第34回テーマ館「機械仕掛けの…/人造人間(アンドロイド)」


てんねんじんぞう2 餅 ありさ [2000/07/05 00:18:48]

 急に、由紀がおかしくなった。何故か自分は未来を知っているなどと言い出したのだ。
いわく、1600年後にこの国を二分する大決戦がある、710年後に遷都する……などなど。
 もしや、あり得ないはずのバグがあったのだろうか? 莫大な予算と時間をかけて完璧に行わ
れたはずのデバッグ。なのに……。
 放って置けなくなったあたしは、祝日で誰もどこも休みのなか、どうにか専門家をひっつかま
え、彼女を診てもらうことができた。但し、診察と修理には暫くかかるという。しかたなく、あ
たしは彼女を預け、
家に帰った。
 あり得ないはずのトラブルが致命的でないことを祈りながら、あたしは不安な日々を送った。

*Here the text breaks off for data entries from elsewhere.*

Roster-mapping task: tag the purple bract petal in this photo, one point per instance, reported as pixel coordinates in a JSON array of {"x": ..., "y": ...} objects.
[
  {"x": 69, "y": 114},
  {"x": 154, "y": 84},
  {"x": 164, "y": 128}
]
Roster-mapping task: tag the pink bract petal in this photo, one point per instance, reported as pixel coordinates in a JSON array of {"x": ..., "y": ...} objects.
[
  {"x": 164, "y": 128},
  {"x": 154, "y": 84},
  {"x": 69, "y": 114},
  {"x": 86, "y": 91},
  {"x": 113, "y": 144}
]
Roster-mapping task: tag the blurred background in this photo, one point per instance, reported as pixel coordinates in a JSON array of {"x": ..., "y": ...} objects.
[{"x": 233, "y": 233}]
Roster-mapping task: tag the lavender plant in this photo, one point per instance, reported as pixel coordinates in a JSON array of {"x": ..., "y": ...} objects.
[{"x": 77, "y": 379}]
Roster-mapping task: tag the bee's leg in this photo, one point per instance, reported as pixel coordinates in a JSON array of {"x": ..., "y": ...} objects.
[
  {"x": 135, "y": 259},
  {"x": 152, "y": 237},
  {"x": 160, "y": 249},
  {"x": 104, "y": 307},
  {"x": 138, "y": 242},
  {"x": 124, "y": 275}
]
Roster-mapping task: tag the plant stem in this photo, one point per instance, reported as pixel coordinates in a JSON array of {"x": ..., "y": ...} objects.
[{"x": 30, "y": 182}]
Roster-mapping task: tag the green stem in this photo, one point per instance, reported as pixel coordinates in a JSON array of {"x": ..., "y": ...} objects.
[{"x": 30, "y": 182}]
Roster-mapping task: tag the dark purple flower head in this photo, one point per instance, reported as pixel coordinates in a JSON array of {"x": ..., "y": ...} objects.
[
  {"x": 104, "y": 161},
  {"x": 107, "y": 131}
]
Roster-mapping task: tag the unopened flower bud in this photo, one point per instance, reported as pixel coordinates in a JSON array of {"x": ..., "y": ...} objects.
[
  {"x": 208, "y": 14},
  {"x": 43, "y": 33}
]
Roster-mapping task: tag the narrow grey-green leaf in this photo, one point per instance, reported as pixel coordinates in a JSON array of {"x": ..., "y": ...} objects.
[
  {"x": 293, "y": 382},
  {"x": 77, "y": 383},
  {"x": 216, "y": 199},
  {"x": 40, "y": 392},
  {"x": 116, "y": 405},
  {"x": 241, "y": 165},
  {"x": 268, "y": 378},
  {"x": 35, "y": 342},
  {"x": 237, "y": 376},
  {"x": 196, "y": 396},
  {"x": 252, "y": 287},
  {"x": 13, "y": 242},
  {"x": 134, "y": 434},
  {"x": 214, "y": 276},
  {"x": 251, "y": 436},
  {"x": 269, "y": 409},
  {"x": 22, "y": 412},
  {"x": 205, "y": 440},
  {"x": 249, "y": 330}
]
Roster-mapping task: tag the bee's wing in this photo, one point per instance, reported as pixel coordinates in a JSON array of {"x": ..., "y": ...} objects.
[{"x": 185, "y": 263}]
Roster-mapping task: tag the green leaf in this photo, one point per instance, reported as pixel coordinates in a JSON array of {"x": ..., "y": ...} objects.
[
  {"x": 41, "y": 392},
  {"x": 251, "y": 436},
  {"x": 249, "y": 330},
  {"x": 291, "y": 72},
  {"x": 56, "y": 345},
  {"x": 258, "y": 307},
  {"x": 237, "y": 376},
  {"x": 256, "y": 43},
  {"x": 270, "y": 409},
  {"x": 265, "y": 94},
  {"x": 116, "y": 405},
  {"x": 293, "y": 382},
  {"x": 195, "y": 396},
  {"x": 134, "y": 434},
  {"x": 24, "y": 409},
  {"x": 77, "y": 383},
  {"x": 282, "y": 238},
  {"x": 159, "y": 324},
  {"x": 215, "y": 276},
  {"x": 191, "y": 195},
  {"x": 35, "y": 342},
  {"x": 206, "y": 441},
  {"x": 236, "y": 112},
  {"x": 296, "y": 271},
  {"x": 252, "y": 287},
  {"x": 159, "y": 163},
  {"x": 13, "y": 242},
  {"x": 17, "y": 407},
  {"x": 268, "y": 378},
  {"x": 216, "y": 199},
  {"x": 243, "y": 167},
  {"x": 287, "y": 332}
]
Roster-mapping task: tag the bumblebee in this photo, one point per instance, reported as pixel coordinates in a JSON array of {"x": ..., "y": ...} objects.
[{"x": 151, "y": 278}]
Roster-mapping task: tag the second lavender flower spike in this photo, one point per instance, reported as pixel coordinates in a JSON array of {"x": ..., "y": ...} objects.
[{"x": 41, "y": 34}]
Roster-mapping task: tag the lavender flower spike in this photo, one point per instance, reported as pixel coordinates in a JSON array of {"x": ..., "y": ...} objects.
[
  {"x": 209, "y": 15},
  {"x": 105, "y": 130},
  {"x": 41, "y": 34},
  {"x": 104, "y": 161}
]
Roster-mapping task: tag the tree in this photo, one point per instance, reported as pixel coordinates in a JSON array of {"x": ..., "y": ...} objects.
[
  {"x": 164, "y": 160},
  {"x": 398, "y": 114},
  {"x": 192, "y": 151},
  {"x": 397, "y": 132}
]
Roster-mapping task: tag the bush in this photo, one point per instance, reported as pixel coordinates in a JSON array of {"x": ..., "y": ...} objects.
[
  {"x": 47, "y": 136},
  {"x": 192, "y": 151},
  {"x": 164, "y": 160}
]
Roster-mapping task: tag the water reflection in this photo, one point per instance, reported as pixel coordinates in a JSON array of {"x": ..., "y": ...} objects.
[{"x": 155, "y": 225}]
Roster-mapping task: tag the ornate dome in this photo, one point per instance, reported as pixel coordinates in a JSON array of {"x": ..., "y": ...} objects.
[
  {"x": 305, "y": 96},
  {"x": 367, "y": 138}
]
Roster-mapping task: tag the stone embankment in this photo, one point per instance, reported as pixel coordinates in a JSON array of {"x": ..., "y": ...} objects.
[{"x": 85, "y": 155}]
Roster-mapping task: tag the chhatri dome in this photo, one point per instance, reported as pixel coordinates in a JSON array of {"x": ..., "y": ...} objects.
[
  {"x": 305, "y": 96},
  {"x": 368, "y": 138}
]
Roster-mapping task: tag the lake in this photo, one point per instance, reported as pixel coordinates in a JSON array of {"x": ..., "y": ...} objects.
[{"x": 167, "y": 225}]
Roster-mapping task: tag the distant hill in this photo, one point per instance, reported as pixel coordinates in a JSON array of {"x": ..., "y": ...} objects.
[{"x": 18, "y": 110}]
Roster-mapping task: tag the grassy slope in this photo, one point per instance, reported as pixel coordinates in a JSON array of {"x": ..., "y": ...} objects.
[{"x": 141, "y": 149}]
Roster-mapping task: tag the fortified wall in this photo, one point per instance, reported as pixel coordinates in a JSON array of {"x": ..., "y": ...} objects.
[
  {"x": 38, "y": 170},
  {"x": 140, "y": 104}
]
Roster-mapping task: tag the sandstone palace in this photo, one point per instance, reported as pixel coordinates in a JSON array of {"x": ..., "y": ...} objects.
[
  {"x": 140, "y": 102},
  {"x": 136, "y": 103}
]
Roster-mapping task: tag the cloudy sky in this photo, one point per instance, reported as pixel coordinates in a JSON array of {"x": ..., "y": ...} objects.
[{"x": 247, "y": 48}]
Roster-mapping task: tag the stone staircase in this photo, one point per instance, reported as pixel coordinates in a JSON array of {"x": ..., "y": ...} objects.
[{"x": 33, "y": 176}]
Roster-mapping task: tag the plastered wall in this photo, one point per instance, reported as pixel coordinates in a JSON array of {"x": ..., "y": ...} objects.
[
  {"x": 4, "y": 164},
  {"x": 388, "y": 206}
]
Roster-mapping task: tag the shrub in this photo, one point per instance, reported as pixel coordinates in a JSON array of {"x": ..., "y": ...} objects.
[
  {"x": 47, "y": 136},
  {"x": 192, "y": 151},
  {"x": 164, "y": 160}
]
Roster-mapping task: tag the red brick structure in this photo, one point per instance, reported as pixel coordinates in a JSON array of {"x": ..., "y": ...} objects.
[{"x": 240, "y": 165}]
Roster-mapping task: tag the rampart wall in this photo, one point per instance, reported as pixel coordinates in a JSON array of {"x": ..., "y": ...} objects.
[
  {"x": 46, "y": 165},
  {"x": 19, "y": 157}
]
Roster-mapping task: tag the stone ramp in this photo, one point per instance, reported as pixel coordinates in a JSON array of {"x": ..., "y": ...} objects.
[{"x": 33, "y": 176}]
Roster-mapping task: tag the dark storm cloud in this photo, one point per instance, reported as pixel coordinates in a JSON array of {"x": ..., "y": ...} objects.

万が一、再インストールなどということになれば、彼女は元の彼女では無くなってしまうのだか
ら。
 しかし、彼女と同型のほかのロボットが、同じような症状をきたしたというニュースは全く流
れなかった。彼女だけが、この不幸な病にかかってしまったというのか? ますますあたし
 そうして、あたしにとって重苦しい5日間をすぎると、大事無いという報告が入り、その翌日
には、由紀はすっかり元気になって帰ってきた。修理のついでに、無償で一部ハードウェアのバ
ージョンアップまでしてもらったという。
 報告によると、さきの症状は、先行試験型である由紀だけの症状だという。なんでも、当初
彼女は、去年の同型機発売までのお役目の予定で開発されたらしい。それが、テスト終了後
すぐに「殺して」しまうのはあまりに残酷だからと改修され、ついには同型機以上の性能と
寿命を持つ機体に仕上がったのだという。
 あたしと由紀の出会いはその後、彼女がそのまま生まれ育った研究所に住み着いて、
もったりと暮らし始めた頃だった。
 ただ、さきの改修において、1点だけ見落とされていたことがあり、それが原因でさきの
病が発症したのだという。
 年内で役目を終えるはずだった彼女だけは、メモリ節約のため内部カレンダーが8けた
だったのだという。
 記念すべき10000年の正月早々、間抜けな話である。